Patient Portal Features to Consider
For some practices, an online portal may not be necessary or practical. However, it is worth considering the features you want in your patient management program once it’s time to switch software providers. Here are some examples of patient portal features:
- Schedule Appointments: Patients can now cancel their appointments online, eliminating the need for receptionists and nurses. This is a great time-saver!
- Medication Refills: In the past, patients had to call their doctor’s office to request a refill on their medication. With a patient portal, they can simply log in and submit a request.
- Online Bill Pay: Instead of mailing in a check or coming into the office to pay their bill, patients can now take care of it online.
- Secure Messaging: This is a great way for patients to get in touch with their doctor without having to wait on the phone or worry about forgetting what they wanted to ask when they finally get through.
- Appointment Scheduling: As mentioned before, appointment scheduling is a great time-saver for both patients and staff.
- Health Records: Patients can now access their health records online, which is especially convenient for those who see multiple specialists.
- Lab Results: Instead of waiting for a call from the doctor, patients can now log in and view their lab results as soon as they’re available.
Top Reasons to Get Patient Portals for Any Healthcare Practice
Patient portals give healthcare providers quick and easy access to a patient’s medical history. This is important when a provider is trying to make a diagnosis or recommend a course of treatment. Having this information readily available can save time and improve the quality of care the patient receives.

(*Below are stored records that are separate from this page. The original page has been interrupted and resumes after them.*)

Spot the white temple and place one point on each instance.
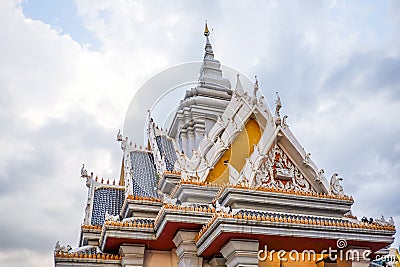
(228, 185)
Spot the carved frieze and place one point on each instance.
(278, 171)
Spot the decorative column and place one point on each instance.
(354, 257)
(186, 249)
(217, 262)
(132, 255)
(241, 253)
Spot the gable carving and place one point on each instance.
(278, 171)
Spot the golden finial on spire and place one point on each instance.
(206, 31)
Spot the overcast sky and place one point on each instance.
(69, 69)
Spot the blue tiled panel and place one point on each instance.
(144, 174)
(106, 199)
(167, 149)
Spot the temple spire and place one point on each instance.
(209, 54)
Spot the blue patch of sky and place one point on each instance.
(62, 16)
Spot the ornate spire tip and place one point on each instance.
(206, 31)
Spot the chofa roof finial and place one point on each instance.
(206, 31)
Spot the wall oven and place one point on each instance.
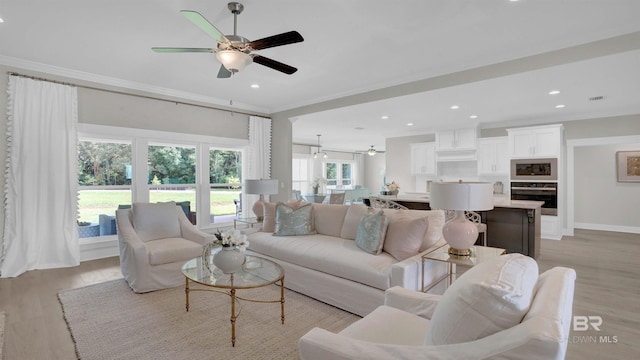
(537, 191)
(534, 169)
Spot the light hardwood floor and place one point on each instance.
(607, 285)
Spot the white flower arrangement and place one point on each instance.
(232, 238)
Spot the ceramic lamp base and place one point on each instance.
(258, 208)
(460, 234)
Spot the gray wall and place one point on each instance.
(137, 111)
(600, 200)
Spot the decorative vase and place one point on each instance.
(228, 259)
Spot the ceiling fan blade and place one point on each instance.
(223, 73)
(290, 37)
(204, 24)
(163, 50)
(276, 65)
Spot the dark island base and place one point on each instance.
(513, 229)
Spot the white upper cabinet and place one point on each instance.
(461, 139)
(532, 142)
(493, 157)
(423, 159)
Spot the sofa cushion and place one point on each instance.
(269, 221)
(290, 222)
(404, 237)
(156, 220)
(371, 232)
(169, 250)
(352, 221)
(328, 218)
(488, 298)
(327, 254)
(434, 230)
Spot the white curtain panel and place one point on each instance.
(259, 155)
(40, 229)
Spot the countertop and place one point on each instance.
(498, 201)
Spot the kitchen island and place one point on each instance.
(513, 225)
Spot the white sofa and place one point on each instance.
(330, 267)
(483, 318)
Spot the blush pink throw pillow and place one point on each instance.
(404, 237)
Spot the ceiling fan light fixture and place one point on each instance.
(233, 60)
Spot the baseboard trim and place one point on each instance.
(98, 247)
(606, 227)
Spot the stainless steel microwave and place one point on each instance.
(534, 169)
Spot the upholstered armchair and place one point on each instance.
(496, 312)
(155, 240)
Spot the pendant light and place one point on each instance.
(315, 154)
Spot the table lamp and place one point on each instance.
(260, 187)
(460, 233)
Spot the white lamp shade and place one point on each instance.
(233, 60)
(461, 196)
(261, 187)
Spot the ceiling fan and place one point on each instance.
(371, 152)
(234, 51)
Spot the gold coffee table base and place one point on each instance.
(256, 272)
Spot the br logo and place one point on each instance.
(583, 323)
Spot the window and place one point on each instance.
(104, 183)
(116, 170)
(339, 175)
(172, 175)
(225, 181)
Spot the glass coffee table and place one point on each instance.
(256, 272)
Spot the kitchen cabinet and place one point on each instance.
(537, 141)
(493, 156)
(423, 159)
(516, 230)
(460, 139)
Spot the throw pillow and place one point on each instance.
(290, 222)
(404, 237)
(154, 221)
(371, 232)
(488, 298)
(269, 221)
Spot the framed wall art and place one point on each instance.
(628, 166)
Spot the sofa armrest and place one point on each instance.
(190, 232)
(320, 344)
(415, 302)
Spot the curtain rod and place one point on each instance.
(129, 94)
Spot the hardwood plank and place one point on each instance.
(607, 285)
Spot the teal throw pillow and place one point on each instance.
(371, 232)
(290, 222)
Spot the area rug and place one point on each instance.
(109, 321)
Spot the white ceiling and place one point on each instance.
(448, 48)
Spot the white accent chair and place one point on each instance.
(415, 325)
(155, 240)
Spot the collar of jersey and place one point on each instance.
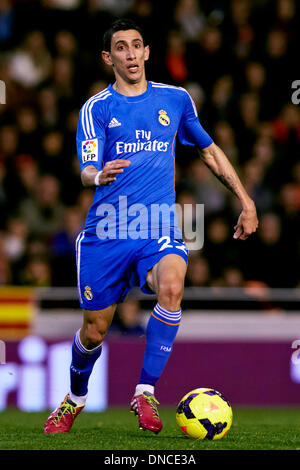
(131, 99)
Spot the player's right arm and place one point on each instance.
(90, 140)
(104, 177)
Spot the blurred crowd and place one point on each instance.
(237, 59)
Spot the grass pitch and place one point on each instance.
(116, 429)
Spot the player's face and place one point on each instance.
(128, 55)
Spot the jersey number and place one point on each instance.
(167, 244)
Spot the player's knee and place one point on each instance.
(94, 335)
(170, 292)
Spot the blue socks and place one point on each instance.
(161, 332)
(82, 364)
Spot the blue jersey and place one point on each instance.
(142, 129)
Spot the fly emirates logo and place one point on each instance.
(147, 145)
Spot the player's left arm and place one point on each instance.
(216, 160)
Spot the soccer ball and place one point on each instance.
(204, 413)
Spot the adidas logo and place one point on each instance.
(114, 123)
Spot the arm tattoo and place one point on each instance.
(227, 180)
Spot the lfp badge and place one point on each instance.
(90, 150)
(163, 118)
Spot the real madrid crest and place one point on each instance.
(88, 293)
(163, 118)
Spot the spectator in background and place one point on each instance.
(62, 248)
(175, 60)
(274, 269)
(9, 143)
(49, 116)
(240, 82)
(207, 191)
(15, 238)
(43, 212)
(189, 19)
(253, 175)
(29, 132)
(31, 64)
(5, 268)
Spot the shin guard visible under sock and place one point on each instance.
(82, 364)
(161, 332)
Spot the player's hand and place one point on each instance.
(247, 223)
(111, 170)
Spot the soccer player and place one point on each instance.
(125, 142)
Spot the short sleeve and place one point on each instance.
(90, 137)
(190, 131)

Another benefit of patient portals is that they can help reduce no-shows. When a patient has to schedule an appointment, they can do so directly through the portal. This eliminates the need for a third party to make the appointment, which can often lead to mix-ups and missed appointments.
The patient portal is a great way to streamline the check-in process and keep your appointments on schedule. In addition, it provides receptionists with needed information for their employees as well as doctors who may be reviewing files before seeing new or current patients.
Patients love the portal because it provides them with more opportunities to connect. For example, they can submit tickets and inquiries at any time of day or night without having to worry about missing their deadline since you’re able to respond right away. That is what makes this so great for both parties involved-the patient gets peace of mind knowing someone will answer his/her question ASAP whereas doctors get satisfied clients who remember their practice when needed most for medical care.
Patient Portal Pricing
The national average price for patient portals is around $38 per month, but it can vary depending on whether you’re using a standalone or integrated system. You’ll also have to factor in third-party integrations that may be associated with your vendor’s specific package of services this includes things like dental offices wanting access to their Medicare funds information etcetera.
RXNT is a great option for those who want an easy-to-use patient portal. The starting price of $65 may seem high but it’s based on the software and size of your company, so be prepared to ask any questions about pricing if you have them!
Compare Prices on the Best Patient Portals
One of the many features that make clinical workflows more efficient and organized with practice management software is streamlining patient portals. Patients can go online to view their schedules, book appointments, or request replacements at any time from anywhere in just one place- which means less wasted paperwork. Get your quotes below.
Author: Mike Cynar
Mike Cynar brings buyers and sellers together by producing reviews and creating non biased webpages allowing users to share their experiences on various products and services. He and his staff write informative articles related to the medical field, legal, and other small business industries.